Düsseldorf/Busan. Es war ein dreister Diebstahl am Montagnachmittag im ICE von Düsseldorf nach Frankfurt am Main. Dimitrij Ovtcharov hatte seine Koffer und sein Handgepäck untergebracht und half Coach Lars Hielscher mit dem übrigen Gepäck. Am Frankfurter Flughafen angekommen, stellte der ehemalige World-Cup-Sieger und Weltranglistenerste verdutzt fest, dass sein Handgepäck im Gepäckfach über seinem Sitz fehlte. „Es muss mir entweder irgendwo während der Fahrt oder noch in Düsseldorf am Bahnhof, als ich Lars geholfen habe, geklaut worden sein“, vermutet Ovtcharov.
Im Handgepäck befinden sich standardmäßig die wertvollen Arbeitsgeräte von Tischtennisspielern. Niemals würden die Profis auf einer Reise Schläger, Ersatzhölzer und Beläge am Flughafen im großen Koffer als Gepäck aufgeben. Viel zu hoch wäre das Risiko, dass die Koffer der sportlichen Vielflieger am falschen Ort landen oder gar komplett verloren gehen. „In der Bahn habe ich mich bislang immer völlig sicher gefühlt“, sagt Dimitrij Ovtcharov. „Aber gerade beim Ein- und Aussteigen wird es schnell unübersichtlich.“
Neben Schläger, vier Hölzern und mehreren Dutzend Belägen des immer akribisch vorbereiteten Olympia-Rekordmedaillengewinners befanden sich Laptop, Portemonnaie und Reisepass im Handgepäck. Nachdem er in Frankfurt den Diebstahl bemerkt hatte, fuhr er mit dem nächsten Zug zurück nach Düsseldorf, um seine WM-Teilnahme doch noch möglich zu machen. Bezahlen konnte er die Reise per Handy. Das immerhin war ihm geblieben.
„Wir können eigentlich nur Weltmeister werden. Oder Olympiasieger“
Der Flug wurde umgebucht. Einen zweiten Reisepass hat Dima Ovtcharov als Profisportler ohnehin, schließlich liegt einer immer mal für eine Visumserteilung bei einer ausländischen Botschaft, während er anderswo in der Welt unterwegs ist. Viel aufwendiger gestaltete sich die Materialsuche. Sponsor Butterfly in Krefeld unterstützte tatkräftig. Tischtennisprofis wählen ihre Beläge mit Bedacht, wiegen sie unter anderem aufs Gramm genau ab. Mit ihrem Holz sind die Spielerinnen und Spieler quasi verwachsen. Jede Neuerung bedarf in der Regel einer intensiven Test- und Einspielphase. Nicht alles Spielmaterial von der Stange erfüllt die Anforderungen der Filigrantechniker.

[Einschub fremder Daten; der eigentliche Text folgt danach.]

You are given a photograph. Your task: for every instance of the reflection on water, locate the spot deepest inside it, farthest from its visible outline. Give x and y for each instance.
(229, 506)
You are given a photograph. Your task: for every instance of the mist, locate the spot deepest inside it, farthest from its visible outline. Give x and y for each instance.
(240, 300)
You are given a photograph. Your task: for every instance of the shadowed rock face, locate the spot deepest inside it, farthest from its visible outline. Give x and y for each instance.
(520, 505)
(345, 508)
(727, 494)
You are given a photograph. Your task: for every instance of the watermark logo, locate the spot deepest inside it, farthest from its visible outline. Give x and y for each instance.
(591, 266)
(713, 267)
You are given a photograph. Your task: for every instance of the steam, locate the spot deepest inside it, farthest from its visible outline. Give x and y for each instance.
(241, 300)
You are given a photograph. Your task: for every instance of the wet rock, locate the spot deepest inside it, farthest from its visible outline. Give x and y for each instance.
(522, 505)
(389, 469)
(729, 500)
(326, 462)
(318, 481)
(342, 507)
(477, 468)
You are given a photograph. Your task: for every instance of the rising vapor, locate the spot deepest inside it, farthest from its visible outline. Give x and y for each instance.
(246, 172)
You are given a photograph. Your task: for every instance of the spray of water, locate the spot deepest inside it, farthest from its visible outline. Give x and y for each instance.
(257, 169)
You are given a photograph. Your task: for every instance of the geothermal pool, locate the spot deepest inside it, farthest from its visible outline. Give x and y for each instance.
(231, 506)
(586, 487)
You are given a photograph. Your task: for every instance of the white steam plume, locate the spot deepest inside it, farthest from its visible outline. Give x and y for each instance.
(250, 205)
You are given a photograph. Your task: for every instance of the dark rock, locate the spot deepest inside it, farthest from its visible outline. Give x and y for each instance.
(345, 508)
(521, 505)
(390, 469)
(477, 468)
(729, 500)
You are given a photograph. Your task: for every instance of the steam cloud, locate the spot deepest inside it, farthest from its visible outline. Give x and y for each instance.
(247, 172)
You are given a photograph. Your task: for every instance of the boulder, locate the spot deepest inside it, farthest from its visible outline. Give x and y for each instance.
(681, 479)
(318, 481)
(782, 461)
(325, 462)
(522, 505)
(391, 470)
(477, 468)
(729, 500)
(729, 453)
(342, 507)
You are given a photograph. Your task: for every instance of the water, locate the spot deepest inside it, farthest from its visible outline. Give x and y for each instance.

„Im ersten Moment hatte ich gedacht, ich bräuchte gar nicht mehr hinzufliegen“, bekennt der 35-jährige Neu-Ulmer-Champions-League-Akteur. Dimitrij Ovtcharov hat seinen Optimismus jedoch nicht verloren. „Da ist so viel Pech zusammengekommen, da können wir eigentlich nur Weltmeister werden. Oder Olympiasieger.“ Er verspricht: „Wir werden auf jeden Fall Gas geben. Ich sehe es inzwischen positiv und hoffe, die neuen Schläger werden funktionieren.“
Beim zweiten Anreiseversuch hat übrigens alles funktioniert. Die aktuelle Nummer 13 der Weltrangliste reiste am Dienstag diesmal in der übersichtlicheren 1. Wagenklasse des ICE an den Frankfurter Flughafen. Von dort ging es mit dem Abendflug über Seoul mit einem Anschlussflug nach Busan, wo er am Mittwochabend ankam.